— Это старый заброшенный дымоход. Согласитесь, что я никогда бы не узнала о его существовании, если бы не жила здесь. Ну согласитесь.
— Да, конечно, — сказала мама.
— Но мало того. Если вы откроете дверцу, то нащупаете внутри две заслонки — наверху большая, а под ней еще одна, поменьше. Так вот, на той, поменьше, выцарапано одно слово. Ася. Да-да, Ася. Ася — это я.
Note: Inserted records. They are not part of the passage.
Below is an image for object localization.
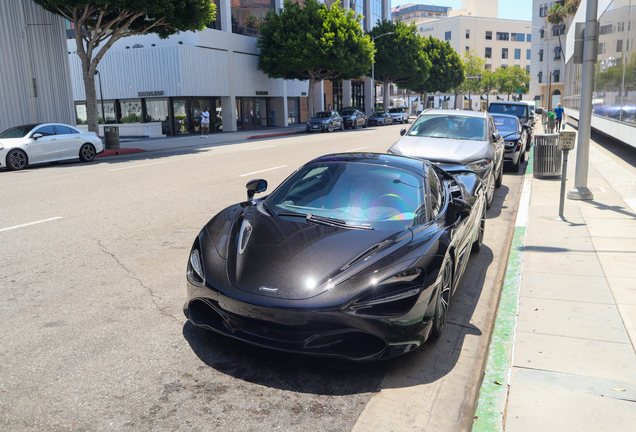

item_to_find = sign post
[558,131,576,221]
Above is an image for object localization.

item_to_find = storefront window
[232,0,274,37]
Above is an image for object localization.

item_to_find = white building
[68,0,390,135]
[0,0,75,131]
[530,0,567,108]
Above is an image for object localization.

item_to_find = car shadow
[183,245,493,395]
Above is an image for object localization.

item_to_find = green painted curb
[472,146,534,432]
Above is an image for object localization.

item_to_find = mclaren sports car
[184,153,486,361]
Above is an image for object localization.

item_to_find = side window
[33,126,55,136]
[428,169,444,219]
[54,125,77,135]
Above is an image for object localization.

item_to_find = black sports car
[184,153,486,360]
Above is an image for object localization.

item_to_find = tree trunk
[382,81,390,112]
[307,76,316,120]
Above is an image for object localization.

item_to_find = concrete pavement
[473,122,636,432]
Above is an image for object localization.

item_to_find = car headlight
[342,268,423,318]
[466,159,492,172]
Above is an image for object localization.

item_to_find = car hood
[227,207,412,300]
[389,136,492,164]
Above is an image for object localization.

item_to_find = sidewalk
[473,123,636,432]
[98,123,305,157]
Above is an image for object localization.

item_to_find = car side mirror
[453,198,473,217]
[245,179,267,201]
Пожалуйста, проверьте.
Она так торжествовала, так была уверена в победе, что я подумал: «Ну, все, мы пропали».
Мама медленно открыла дверцу (оттуда еще вытекло немного старого, очень заброшенного дыма), засунула руку, пошарила — там что-то звякнуло, и вот вылез черный круг с железной петелькой наверху.
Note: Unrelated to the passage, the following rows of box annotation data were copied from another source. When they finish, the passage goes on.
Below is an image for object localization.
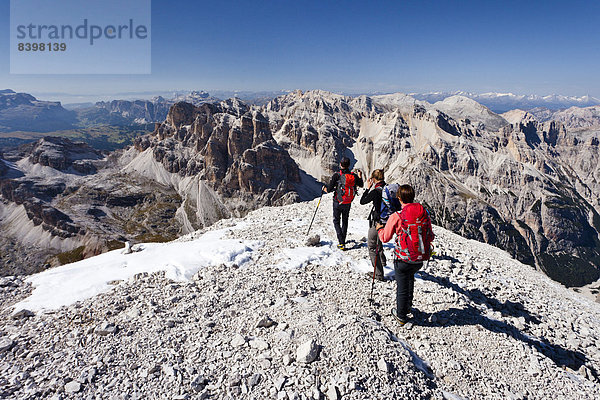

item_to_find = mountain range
[0,91,600,286]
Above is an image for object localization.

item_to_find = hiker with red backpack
[323,157,363,250]
[377,185,434,325]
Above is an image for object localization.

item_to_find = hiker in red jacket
[323,157,363,250]
[377,185,434,325]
Ксения Сергеевна улыбалась куда-то в сторону и выстукивала пальцами по корыту.
На маму было жалко смотреть. Я думал, что она заплачет.
«Ну и что! — хотел закричать я. — Что с того, что они раньше тут жили? А теперь живем мы. И нечего с ними разговаривать и искать старые заслонки с петельками; пусть уходят по-хорошему, откуда пришли».
Мама вдруг вынула руку из стены и сказала:
— А больше там ничего нет. Никакой Аси.
— Как нет?! — закричала Ксения Сергеевна, отталкивая маму. — Пустите!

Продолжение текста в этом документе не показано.